Here's a good expample:::
The next time your watching a Major League game... take special note of one - Keven Youkilis #20 of the Boston Red Sox. And make sure you note of three important marks to his stance and positon in the box.
(1) His at bat stance prior to the pitch.
(2) His at bat posture during his swing.
(3) And most importantly for the battery and the plate umpire is WHERE HE IS POSITIONED IN THE BATTER'S BOX.
Batters that hug the rear of the batter's box are a pain. They force the catcher to adjust back .. I mean really back, and the strike zone dictated by the batter's posture ... hollow of the knees to the belt line (per MLB blue laws.. as their called), challenge even the best of umpires to take a real hard look and the ZONE that the ball has to travel through. Also, becasue of this stance and positioning... curve balls and a lot of other stuff that has breaking action(s) to it... are out of the mix.. more often than not.
Youkilis forces a pitcher to send a lot of "away" stuff down the pike.. and this mix of pitch(s) can cause a lot of BOB's.. or as the offical scorekeeper would call it .. Base on Balls. On the other hand, breaking stuff that tries to sneak in on the back door .. like a back door slider.. has a good chance of breaking in .. right into the sweet spot of the bat.. if the pitcher misses just 4 or 5 inches left or right.
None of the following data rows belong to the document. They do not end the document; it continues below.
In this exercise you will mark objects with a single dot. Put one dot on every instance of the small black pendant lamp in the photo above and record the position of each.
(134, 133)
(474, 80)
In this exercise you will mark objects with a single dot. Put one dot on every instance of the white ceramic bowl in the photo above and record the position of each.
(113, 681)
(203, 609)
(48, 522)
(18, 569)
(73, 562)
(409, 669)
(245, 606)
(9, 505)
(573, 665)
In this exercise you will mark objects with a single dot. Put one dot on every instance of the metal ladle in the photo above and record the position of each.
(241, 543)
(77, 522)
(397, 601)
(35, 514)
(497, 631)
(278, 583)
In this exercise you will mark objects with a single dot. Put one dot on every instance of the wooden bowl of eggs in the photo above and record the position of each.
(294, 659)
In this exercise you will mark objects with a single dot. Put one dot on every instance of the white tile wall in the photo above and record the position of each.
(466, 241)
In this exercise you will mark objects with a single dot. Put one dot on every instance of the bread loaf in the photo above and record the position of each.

By the way, a smart battery would recognize that Youkilis is really OUT of any ORB strike zone because most of his at bat postures are not even close to being in the vertical plain, positioned by home plate. In other words... the batter DOES NOT PROJECT his TOTAL hollow of this knees (both knees) and his belt line forward than what it really is ON HIM while at bat. Hence, the plate umpire has a degree of flexibility not offered other batters....AHHHHHH ... a weak spot in the batter's defense. And seeing how a Major League pitcher deals in smoke... the quick FB over the plate then MAKES IT accross the lower or upper limit of the leading body spot.. not total.. but spot.. is usually called a strike. For example the first knee, and/or the leading hip of the belt line.
JUST THE OPPOSITE effect is slam'd on the pitcher when the batter is in the verticle plain of the plate... but the catcher is excessively back.
If fact I think this is a crictical party of pitcher development that, EVERY single BP session that I attend.. after final roster selection... I reserve the last two hours .. with the batting coach's permission... to arrange our batting order in all kinds of locations in the box and I challenge every pitcher to work the ZONE dictated by each batter's location. A real eye-opener for rookies and vet's alike I can assure you.